На одном из столов лежала тварь, привязанная за лапы широкими ремнями. Вова, борясь с непривычным отвращением, окинул взглядом трубки капельниц, случайно наступил на провода громоздкого аппарата с потухшим экраном, которые тянулись к уродливому, будто его пережевали и выплюнули, телу. Отодвинул каталку, где, помимо скальпелей, ножниц и зажимов, лежали дрель с болгаркой. Аккуратно сунул пальцы во вскрытую черепушку, коснулся бледного вязкого мозга, легонько подцепил прозрачную нить и дернул на себя.
Нить натянулась, как гитарная струна, и застряла.

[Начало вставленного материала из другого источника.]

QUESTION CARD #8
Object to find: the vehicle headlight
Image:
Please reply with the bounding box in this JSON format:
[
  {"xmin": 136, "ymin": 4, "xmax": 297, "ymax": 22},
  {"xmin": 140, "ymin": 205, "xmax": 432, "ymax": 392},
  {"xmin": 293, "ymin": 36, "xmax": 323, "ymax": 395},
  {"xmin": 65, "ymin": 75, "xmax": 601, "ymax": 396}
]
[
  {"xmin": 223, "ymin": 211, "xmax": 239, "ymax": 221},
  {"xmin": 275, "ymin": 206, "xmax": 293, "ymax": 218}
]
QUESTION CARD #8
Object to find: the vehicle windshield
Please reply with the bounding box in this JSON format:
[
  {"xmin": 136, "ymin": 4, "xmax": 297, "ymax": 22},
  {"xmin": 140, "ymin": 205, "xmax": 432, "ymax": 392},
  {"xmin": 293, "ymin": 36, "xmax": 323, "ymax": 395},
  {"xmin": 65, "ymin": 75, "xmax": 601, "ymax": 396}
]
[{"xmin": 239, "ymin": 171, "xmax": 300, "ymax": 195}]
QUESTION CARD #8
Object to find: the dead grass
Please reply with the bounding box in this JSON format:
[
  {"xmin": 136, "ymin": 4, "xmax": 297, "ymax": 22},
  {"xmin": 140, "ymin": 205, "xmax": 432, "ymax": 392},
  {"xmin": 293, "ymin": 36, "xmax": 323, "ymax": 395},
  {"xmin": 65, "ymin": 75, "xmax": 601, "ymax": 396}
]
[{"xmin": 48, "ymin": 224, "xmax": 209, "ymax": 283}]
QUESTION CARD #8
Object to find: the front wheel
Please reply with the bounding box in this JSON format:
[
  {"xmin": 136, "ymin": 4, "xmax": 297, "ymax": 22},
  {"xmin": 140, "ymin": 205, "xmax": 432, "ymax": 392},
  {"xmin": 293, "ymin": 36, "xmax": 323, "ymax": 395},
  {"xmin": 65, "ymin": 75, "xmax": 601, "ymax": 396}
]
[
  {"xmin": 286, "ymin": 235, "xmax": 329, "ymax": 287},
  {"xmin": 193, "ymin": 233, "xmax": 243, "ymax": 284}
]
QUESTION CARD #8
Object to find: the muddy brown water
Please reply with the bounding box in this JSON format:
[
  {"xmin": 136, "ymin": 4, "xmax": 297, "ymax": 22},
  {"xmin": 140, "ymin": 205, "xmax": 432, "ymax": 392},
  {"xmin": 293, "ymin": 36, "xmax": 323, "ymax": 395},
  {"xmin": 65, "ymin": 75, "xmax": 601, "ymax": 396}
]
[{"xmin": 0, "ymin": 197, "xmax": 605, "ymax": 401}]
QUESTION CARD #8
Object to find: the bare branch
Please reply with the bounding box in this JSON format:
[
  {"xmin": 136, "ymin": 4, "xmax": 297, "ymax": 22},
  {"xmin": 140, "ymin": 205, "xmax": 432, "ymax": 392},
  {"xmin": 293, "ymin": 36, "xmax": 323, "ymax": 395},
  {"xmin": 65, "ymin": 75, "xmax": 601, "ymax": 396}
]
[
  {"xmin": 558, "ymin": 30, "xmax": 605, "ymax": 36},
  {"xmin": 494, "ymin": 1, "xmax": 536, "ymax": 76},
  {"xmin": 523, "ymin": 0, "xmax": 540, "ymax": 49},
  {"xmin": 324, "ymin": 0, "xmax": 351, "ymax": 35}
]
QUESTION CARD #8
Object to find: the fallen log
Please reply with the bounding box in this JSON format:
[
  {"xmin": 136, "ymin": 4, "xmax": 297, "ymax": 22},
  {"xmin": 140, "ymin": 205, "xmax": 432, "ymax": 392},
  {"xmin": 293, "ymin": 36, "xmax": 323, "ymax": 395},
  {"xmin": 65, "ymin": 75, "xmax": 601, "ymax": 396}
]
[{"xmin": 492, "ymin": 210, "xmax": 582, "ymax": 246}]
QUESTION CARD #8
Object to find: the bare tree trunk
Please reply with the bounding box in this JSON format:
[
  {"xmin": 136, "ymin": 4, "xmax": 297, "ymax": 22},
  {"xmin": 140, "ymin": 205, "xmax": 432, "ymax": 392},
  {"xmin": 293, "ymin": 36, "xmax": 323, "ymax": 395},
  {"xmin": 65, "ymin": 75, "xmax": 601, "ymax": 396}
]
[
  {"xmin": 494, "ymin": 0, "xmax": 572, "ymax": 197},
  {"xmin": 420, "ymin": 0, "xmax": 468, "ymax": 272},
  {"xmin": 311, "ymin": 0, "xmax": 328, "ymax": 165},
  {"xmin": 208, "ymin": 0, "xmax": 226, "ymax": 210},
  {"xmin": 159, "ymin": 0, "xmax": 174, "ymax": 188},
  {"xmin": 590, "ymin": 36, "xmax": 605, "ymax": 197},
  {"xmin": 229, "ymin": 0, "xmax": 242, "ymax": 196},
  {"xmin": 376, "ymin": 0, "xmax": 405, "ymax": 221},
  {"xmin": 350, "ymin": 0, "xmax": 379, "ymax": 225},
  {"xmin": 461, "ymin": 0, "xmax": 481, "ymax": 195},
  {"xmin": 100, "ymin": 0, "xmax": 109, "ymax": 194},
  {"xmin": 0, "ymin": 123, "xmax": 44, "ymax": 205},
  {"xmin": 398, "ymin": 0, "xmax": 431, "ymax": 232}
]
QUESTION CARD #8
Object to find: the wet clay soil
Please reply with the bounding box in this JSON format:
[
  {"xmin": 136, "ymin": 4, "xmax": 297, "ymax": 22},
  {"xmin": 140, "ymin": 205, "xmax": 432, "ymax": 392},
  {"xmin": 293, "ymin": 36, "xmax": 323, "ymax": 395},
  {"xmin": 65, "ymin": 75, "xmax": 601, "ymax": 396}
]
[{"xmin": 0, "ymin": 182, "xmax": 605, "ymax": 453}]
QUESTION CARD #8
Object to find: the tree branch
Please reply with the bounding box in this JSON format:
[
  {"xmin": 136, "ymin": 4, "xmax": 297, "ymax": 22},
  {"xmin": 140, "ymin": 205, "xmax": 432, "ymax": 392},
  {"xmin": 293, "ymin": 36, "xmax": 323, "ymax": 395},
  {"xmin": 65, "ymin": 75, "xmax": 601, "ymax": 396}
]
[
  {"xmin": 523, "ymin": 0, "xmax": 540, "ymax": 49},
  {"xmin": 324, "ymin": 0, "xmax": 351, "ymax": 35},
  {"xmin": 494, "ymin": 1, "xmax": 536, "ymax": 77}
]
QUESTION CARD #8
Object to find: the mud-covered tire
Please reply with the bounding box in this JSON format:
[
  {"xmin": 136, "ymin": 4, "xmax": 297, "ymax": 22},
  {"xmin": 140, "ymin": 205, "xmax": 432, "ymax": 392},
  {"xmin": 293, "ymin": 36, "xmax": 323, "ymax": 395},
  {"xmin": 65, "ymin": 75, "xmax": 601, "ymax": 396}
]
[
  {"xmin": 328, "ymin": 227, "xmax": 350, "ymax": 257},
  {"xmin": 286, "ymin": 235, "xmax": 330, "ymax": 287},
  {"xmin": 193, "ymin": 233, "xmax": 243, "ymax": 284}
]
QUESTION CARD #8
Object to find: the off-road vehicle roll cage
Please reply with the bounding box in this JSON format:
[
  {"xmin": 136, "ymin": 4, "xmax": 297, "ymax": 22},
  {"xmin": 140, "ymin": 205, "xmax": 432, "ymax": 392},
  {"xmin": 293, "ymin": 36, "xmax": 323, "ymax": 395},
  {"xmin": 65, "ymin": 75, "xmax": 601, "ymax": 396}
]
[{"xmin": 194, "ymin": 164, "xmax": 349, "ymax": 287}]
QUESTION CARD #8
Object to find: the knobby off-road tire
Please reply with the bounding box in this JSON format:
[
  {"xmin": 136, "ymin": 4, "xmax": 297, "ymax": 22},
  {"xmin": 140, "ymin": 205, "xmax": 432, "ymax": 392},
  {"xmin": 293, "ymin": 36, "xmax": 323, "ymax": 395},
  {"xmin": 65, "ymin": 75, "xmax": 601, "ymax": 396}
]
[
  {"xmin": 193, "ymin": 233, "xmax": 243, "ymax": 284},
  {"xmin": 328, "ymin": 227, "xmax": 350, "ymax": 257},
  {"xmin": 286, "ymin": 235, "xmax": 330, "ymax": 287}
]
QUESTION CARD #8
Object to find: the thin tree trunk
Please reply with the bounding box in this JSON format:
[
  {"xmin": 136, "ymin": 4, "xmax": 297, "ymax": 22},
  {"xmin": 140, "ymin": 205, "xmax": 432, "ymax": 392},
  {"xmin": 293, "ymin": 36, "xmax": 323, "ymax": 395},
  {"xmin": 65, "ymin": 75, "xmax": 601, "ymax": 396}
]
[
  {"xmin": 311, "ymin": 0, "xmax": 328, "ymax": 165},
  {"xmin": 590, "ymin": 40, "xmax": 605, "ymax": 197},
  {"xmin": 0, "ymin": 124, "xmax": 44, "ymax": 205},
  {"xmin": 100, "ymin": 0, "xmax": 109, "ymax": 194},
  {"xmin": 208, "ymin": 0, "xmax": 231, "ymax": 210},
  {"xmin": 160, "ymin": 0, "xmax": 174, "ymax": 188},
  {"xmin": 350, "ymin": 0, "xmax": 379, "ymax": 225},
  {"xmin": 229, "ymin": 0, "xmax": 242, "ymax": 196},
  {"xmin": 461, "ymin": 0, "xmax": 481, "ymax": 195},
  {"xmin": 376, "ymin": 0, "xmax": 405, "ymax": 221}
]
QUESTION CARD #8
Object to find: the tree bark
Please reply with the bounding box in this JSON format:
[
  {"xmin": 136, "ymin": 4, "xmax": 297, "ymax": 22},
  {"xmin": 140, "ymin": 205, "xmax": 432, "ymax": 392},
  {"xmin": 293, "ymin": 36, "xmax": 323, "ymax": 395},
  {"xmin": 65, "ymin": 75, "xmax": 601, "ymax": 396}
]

На другом ее конце блеснул металл.
Хохол, прочистив горло, сплюнул на пол. Спросил с кислой миной:
– Зачем? Что они тут вообще…
– Сержанта спроси, – ответил Вова, вытирая пальцы о комбез.
Гаврила промолчал.
– Что, даже идей нет, товарищ сержант? Никогда не поверю, чтобы ты, Гавр, не пробил, за что голову сложишь.
– Пиджак вам ясно сказал, грифы…
– Такие секретные, что пупок развяжется, я помню. Но глаза нам завязать забыли, вот беда.
– Они пытались контролировать тварей! – дошло до Хохла. – Как так?
– А как контролируют нас? – повернулся к нему Вова. – Через операторов.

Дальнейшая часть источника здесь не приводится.